McLEAN, Va. -

Numerous reports highlighting the alarming depreciation rate of electric vehicles have been surfacing, and this trend could be a challenging one for the industry.

In fact, many of the 2012 model EVs now cost less than their gas counterparts — surprising, after new premiums were so steep just a few years ago.

And Larry Dixon, senior manager of market intelligence at NADA Used Car Guide and speaker at the upcoming Used Car Week conferences, touched on this very topic in a recent Used Car & Truck Blog post.

Dixon participated in a panel at the 8th annual Electric Vehicle Roadmap conference in Portland, Ore., and many of the challenges facing EVs were top-of-mind at the event, one being very poor residuals.

“Excluding those produced by Tesla, electric vehicles (no matter the form) have had a hard go of it. Higher upfront costs, range and infrastructure concerns, technology apprehension, and lower gas prices have dogged EV demand,” Dixon said in the blog post.

And it’s not just used EVs and alt-fuel vehicles that are suffering. According to NADA data, new plug-in hybrid sales were down by 34 percent through June, and sales for the the Chevy Volt, Nissan Leaf, and Toyota Prius PEV fell by 35 percent, 23 percent and 69 percent, respectively, over the first half of the year.

 “Plug-in electric sales were up by 30 percent, however; the lift was caused by new model launches, rather than improving demand,” Dixon added.

But the used EV market is taking an even bigger hit. Though used EV prices are dropping considerably, seemingly making them a good buy for the budget-conscious, fear of long-term costs keeps many buyers away from the plug-in options.

“Used-vehicle buyers tend to lean more toward frugality than their new vehicle counterparts. As such, concerns over upfront cost and long-term durability are more amplified,” Dixon said. “’How much will the battery degrade over time? How will this impact driving distance? What happens, and what will it cost, if the battery needs to be replaced?’ are just a few of the unknowns eating into used EV demand.”

Dixon also pointed out a two other factors that are contributing to downward pressure on used EV prices:

  • Very low new vehicle lease programs for EVs
  • New EV tax credits, unavailable to the used buyer

Offering a current market example, according to NADA UCG data, trade-in values for the 2013 Nissan Leaf are 30 percent lower today than last year.

Dixon offered this stat for comparison: Trade-in values for 2013 gas powered compact and mid-size cars are down by just 12 percent.

“Abysmal depreciation is a major problem. It’s not only a poor reflection on the technology, it puts EVs at a cost-of-ownership disadvantage relative to internal combustion engine (ICE) vehicles,” said Dixon. “It also increases the amount of money automakers have to put toward lease-related expenses, which is a big deal given that leasing accounts for 55 percent of all new EV deliveries.”

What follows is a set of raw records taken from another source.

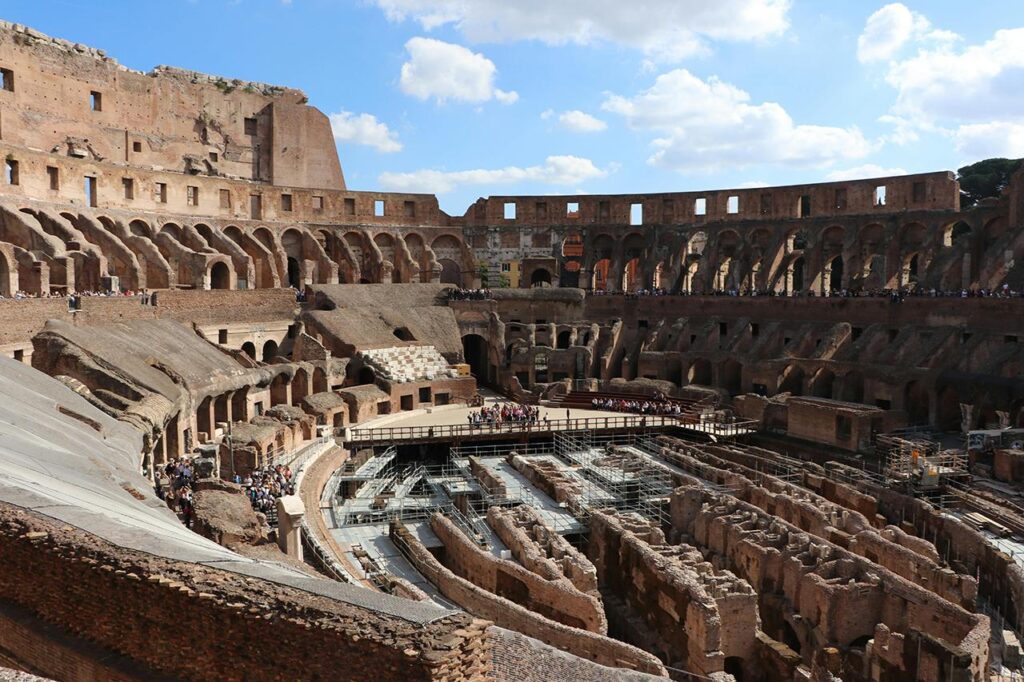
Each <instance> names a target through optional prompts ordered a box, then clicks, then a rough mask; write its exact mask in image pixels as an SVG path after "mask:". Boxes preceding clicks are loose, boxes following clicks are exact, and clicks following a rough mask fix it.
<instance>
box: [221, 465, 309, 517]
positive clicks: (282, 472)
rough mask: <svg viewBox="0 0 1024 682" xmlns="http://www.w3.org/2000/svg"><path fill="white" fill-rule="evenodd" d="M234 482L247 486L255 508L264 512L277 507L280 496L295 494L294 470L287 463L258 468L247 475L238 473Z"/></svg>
mask: <svg viewBox="0 0 1024 682" xmlns="http://www.w3.org/2000/svg"><path fill="white" fill-rule="evenodd" d="M234 482H236V483H239V484H241V485H242V487H243V488H245V492H246V495H247V496H248V497H249V502H250V503H251V504H252V506H253V509H255V510H256V511H258V512H263V513H264V514H266V513H268V512H270V511H271V510H273V509H275V505H276V504H278V502H276V501H278V498H280V497H282V496H285V495H295V483H294V481H293V480H292V470H291V468H290V467H288V466H287V465H281V464H278V465H274V466H272V467H270V466H268V467H263V468H262V469H256V470H254V471H253V472H252V473H251V474H248V475H247V476H245V477H242V476H238V475H236V476H234Z"/></svg>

And even though many used buyers may be deterred by concern over battery life and other cost-of-ownership factors, low prices on low-mileage, late-model EVs do “make them incredible values,” Dixon pointed out.

“Even though we fully expect Leaf deprecation to remain high moving forward (not to pick on the Leaf, we expect this for most EVs), prices are now low enough that net energy savings and ― theoretically ― lower routine maintenance costs make the Leaf a competitive alternative to the Versa and other similar gas-powered cars,” Dixon continued.

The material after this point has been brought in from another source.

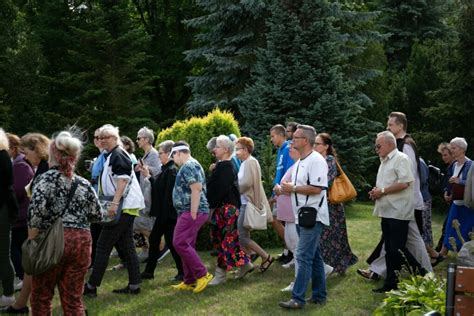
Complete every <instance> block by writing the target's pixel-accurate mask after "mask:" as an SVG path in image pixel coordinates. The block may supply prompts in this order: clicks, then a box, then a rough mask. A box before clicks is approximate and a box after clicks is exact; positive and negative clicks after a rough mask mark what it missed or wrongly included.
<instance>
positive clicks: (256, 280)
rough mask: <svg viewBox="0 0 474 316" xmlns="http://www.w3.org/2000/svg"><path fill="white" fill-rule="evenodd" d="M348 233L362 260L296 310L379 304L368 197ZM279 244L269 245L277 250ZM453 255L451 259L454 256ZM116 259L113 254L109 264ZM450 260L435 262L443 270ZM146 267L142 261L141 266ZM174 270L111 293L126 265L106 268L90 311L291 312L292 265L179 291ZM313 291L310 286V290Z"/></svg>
mask: <svg viewBox="0 0 474 316" xmlns="http://www.w3.org/2000/svg"><path fill="white" fill-rule="evenodd" d="M346 216H347V224H348V233H349V239H350V243H351V246H352V249H353V251H354V253H356V254H357V256H358V257H359V262H358V263H357V264H356V265H355V266H353V267H351V268H350V269H349V270H348V271H347V273H346V275H345V276H335V277H330V278H329V279H328V282H327V289H328V302H327V304H326V305H325V306H323V307H317V306H314V305H308V306H306V307H305V309H304V310H302V311H292V313H295V314H297V315H303V314H304V315H370V314H372V313H373V311H374V310H375V308H376V307H377V306H378V305H379V304H380V302H381V301H382V299H383V297H384V295H380V294H373V293H372V291H371V289H372V288H374V287H378V286H380V285H381V284H380V283H374V282H371V281H367V280H364V279H362V278H361V277H360V276H359V275H357V273H356V269H357V268H365V267H366V266H367V265H366V263H365V259H366V258H367V256H368V255H369V254H370V252H371V251H372V249H373V247H374V246H375V245H376V243H377V242H378V239H379V237H380V226H379V219H378V218H375V217H373V216H372V205H371V204H370V203H356V204H353V205H351V206H349V207H347V210H346ZM442 221H443V215H436V214H435V215H434V219H433V232H434V235H435V240H436V241H437V238H439V235H440V232H441V225H442ZM279 251H281V249H279V248H275V249H271V250H270V252H271V253H272V254H274V255H276V254H277V253H278V252H279ZM201 257H202V258H203V260H204V261H205V263H206V265H207V267H208V268H209V269H210V271H211V272H212V271H213V270H214V266H215V258H214V257H211V256H209V254H208V253H207V252H201ZM451 260H453V259H451ZM115 263H116V259H114V260H111V262H110V266H112V264H115ZM446 264H447V263H446V262H443V263H442V264H441V265H440V266H438V267H437V268H436V271H437V273H439V274H441V275H443V277H444V276H445V271H446V269H445V267H446ZM141 268H142V269H143V264H142V267H141ZM174 274H175V270H174V266H173V261H172V258H171V256H169V257H167V258H166V259H165V260H164V262H163V263H161V264H159V265H158V267H157V269H156V271H155V279H154V280H151V281H148V280H146V281H144V282H143V284H142V293H141V294H140V295H137V296H127V295H125V296H123V295H116V294H112V293H111V291H112V289H115V288H121V287H124V286H126V284H127V280H128V278H127V273H126V271H107V272H106V274H105V277H104V280H103V283H102V286H101V287H100V288H99V289H98V297H97V298H94V299H90V298H86V299H85V304H86V306H87V309H88V311H89V315H287V314H289V313H290V312H289V311H285V310H282V309H281V308H280V307H279V306H278V302H279V301H281V300H287V299H289V298H290V294H289V293H282V292H280V289H281V288H283V287H285V286H287V285H288V284H289V282H291V280H292V279H293V276H294V275H293V274H294V272H293V270H286V269H283V268H282V267H281V266H279V265H278V264H274V265H273V266H272V267H271V268H270V269H269V270H268V271H267V272H265V273H260V272H254V273H252V274H250V275H249V276H248V277H246V278H245V279H244V280H240V281H234V280H228V282H227V283H226V284H224V285H220V286H217V287H209V288H207V289H206V290H205V291H204V292H202V293H200V294H193V293H191V292H177V291H174V290H172V289H171V288H170V285H171V284H173V282H171V281H169V279H170V278H171V277H172V276H174ZM308 294H309V291H308ZM60 313H61V307H60V304H59V299H58V295H56V298H55V300H54V315H59V314H60Z"/></svg>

But to really capitalize on used EV sales, dealers will need to be able to convince consumers that used EVs and their batteries can stand the test of time.

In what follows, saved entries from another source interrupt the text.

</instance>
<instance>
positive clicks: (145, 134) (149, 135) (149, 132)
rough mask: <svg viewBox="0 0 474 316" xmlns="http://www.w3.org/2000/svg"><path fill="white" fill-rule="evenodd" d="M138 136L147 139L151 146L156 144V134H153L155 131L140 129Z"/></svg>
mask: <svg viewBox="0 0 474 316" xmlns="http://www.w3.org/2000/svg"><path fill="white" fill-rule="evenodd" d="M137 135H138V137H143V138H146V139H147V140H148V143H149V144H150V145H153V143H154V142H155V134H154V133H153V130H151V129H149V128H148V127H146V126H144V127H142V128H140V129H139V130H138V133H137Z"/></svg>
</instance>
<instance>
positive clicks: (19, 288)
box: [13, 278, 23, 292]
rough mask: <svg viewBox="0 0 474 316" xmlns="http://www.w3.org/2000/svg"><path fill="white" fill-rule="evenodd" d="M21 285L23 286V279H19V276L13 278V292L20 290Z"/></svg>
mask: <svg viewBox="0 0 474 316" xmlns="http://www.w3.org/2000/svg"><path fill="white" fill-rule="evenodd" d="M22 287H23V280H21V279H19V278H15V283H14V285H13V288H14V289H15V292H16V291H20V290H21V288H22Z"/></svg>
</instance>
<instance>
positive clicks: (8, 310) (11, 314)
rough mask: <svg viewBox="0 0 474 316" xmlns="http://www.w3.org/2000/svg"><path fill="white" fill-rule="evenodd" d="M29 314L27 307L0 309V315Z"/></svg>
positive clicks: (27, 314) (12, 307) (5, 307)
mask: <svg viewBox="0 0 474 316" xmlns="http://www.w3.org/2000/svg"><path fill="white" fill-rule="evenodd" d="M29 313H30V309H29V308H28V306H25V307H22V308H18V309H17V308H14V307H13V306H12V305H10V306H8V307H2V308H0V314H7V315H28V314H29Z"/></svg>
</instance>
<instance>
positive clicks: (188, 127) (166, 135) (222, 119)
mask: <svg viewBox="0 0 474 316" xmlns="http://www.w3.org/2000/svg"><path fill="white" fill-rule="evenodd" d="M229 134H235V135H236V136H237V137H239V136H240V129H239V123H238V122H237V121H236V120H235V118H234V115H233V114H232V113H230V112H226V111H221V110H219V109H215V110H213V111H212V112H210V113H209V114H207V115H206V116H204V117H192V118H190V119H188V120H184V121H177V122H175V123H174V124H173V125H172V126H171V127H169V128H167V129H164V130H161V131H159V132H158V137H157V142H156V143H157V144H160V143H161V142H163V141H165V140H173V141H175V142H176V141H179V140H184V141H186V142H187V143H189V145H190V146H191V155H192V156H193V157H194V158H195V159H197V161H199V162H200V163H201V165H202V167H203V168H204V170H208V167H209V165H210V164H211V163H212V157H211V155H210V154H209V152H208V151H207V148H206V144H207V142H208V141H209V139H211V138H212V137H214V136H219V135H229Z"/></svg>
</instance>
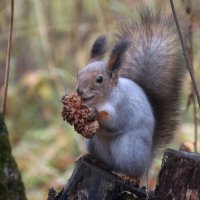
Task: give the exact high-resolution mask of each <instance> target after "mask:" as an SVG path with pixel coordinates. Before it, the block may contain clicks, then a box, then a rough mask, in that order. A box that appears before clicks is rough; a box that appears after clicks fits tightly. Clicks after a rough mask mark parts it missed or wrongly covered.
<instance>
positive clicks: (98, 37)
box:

“Consumers have experienced gas-powered cars in a hands-on fashion for over a century, but have only been exposed to plug-in electric vehicles for a handful of years,” Dixon said. “As such, an extraordinary amount of time needs to be spent marketing not only the benefits of the products themselves, but also touting durability milestones as time passes, which includes battery density, maintenance costs and more.”

Auto Remarketing has been following this story closely as many EVs start entering the late-model used market.

Earlier this month, Black Book released data that showed most 2012-model EVs have depreciated to such a level that premiums over their gas counterparts no longer exist. 

According to Black Book, in some instances, consumers can shell out up to $20,000 more for a new electric version of a vehicle than they would for the sister gas model.

That said, three years down the road, Black Book pointed out, EVs could easily be priced $900 below their gas counterparts, showing rapid declines in price.

And a recent Yahoo Autos blog report asserted that in light of dropping residuals for used EVs, they could be a could sell for the budget-conscious customer — that is, if they can be convinced of the longevity and dependency of such a vehicle.

When EVs first hit the market, federal tax credits and significant manufacturer incentives made these models an enticing buy for many fuel-conscious auto shoppers. But as blog post author Steven Lang pointed out, “there are no similar incentives for buying used EVs,” and demand hasn’t lived up to hype, putting extreme downward pressure on used prices for some of these models. And with oil prices still far below average, fuel economy isn’t currently much of an incentive either.